Adaption Labs is the latest sign that the industry’s faith in scaling LLMs is wavering. A recent paper by MIT researchers found that the world’s largest artificial intelligence models may soon experience diminishing returns. The vibes in San Francisco seem to be changing as well. The AI world’s favorite podcaster, Dwarkesh Patel, recently hosted some unusually skeptical conversations with renowned AI researchers.
Richard Sutton, a Turing Award winner considered “the father of RL,” told Patel in September that LLMs are not really scalable because they don’t learn from real world experience. This month, OpenAI’s first employee Andrej Karpathy told Patel that had reservations on the long-term potential of RL to improve AI models.
These types of fears are not unheard of. In late 2024, some AI researchers raised concerns that scaling AI models through pretraining—in which AI models learn patterns from piles of data sets—had diminishing returns. Until then, training was the secret sauce for OpenAI and Google to improve their models.

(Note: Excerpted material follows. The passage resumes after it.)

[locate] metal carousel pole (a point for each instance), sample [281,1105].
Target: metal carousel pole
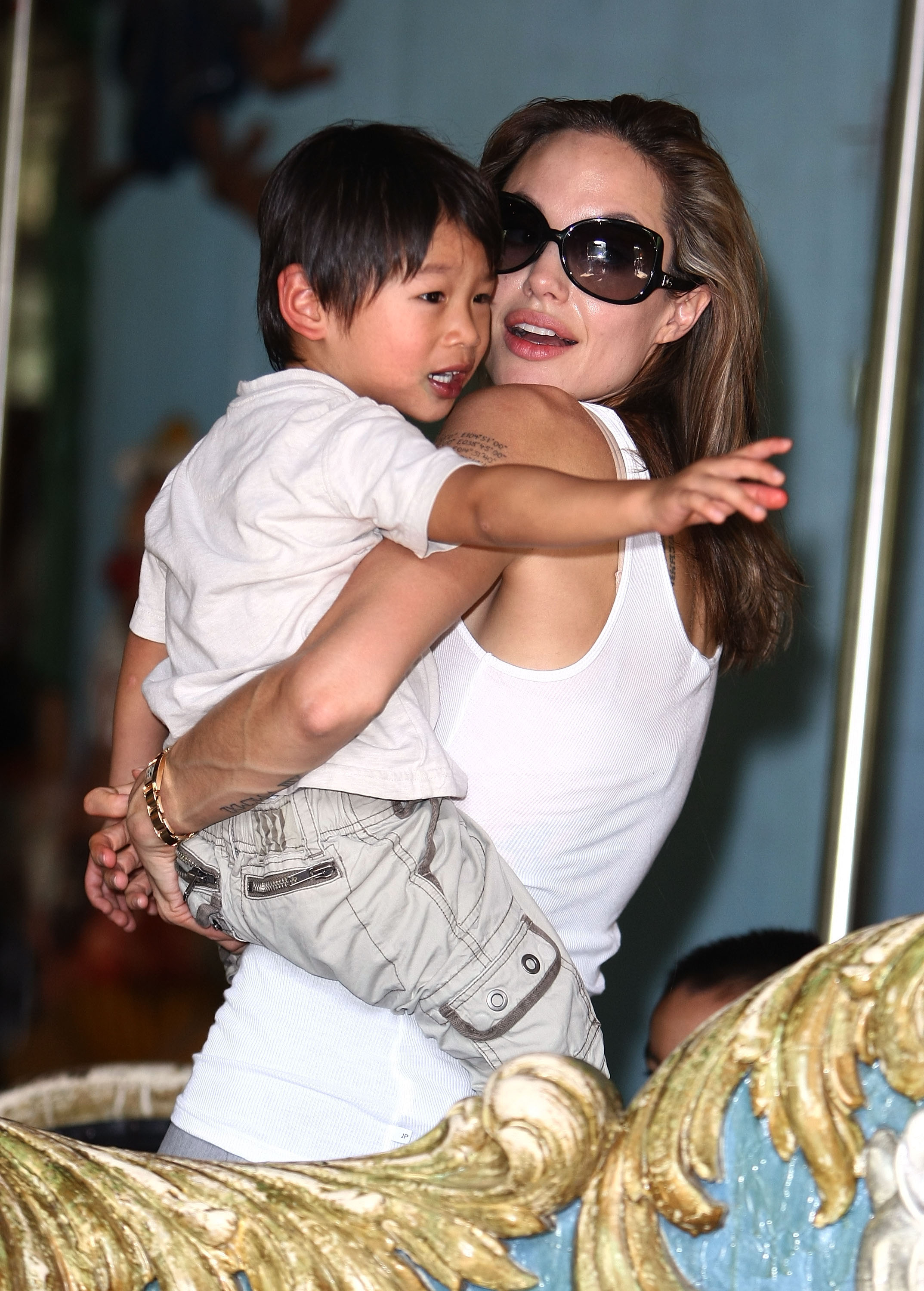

These scaling concerns are now showing up in the data, but the AI industry has found other ways to improve the models. In 2025, breakthroughs in reasoning AI models, which require additional time and computing resources to work through problems before they are answered, have pushed the capabilities of AI models even further.
AI labs seem convinced that scaling RL and AI reasoning models is the new frontier. OpenAI researchers previously told TechCrunch that they developed their first reasoning AI model, o1, because they believed it would scale well. Meta researchers and Periodic Labs recently published a paper exploring how RL could further scale performance — a study that reportedly cost more than $4 million, highlighting how accurate current approaches remain.

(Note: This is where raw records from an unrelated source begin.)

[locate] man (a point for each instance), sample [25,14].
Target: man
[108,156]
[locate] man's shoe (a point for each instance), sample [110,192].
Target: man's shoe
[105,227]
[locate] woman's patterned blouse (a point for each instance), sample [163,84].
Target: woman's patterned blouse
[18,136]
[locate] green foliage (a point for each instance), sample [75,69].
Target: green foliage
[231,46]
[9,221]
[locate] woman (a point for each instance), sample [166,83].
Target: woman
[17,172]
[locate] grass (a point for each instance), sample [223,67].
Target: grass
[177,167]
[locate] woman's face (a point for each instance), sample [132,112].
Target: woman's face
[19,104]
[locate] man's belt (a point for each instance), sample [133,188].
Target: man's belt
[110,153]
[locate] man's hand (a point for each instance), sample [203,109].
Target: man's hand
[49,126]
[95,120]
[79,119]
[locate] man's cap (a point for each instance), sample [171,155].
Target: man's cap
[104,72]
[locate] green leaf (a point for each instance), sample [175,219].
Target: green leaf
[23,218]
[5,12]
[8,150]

Adaption Labs, by contrast, aims to find the next breakthrough and prove that learning from experience can be much cheaper. The startup was in talks to raise a $20 million to $40 million seed round earlier this fall, according to three investors who reviewed its pitch decks. They say the round has since closed, although the final amount is unclear. Hooker declined to comment.
“We’re prepared to be very ambitious,” Hooker said when asked about her investors.
Hooker previously led Cohere Labs, where she trained small AI models for enterprise use cases. Compact AI systems routinely outperform their larger counterparts on coding, math and reasoning benchmarks – a trend Hooker wants to continue to push forward.
It has also built a reputation for expanding access to AI research globally, recruiting research talent from underrepresented regions such as Africa. While Adaption Labs will open an office in San Francisco soon, Hooker says she plans to hire around the world.
If Hooker and Adaption Labs are right about the limitations of scaling, the implications could be huge. Billions have already been invested in scaling LLMs, with the assumption that larger models will lead to general intelligence. But it’s possible that true adaptive learning could prove not only more powerful—but far more effective.
Marina Temkin contributed reporting.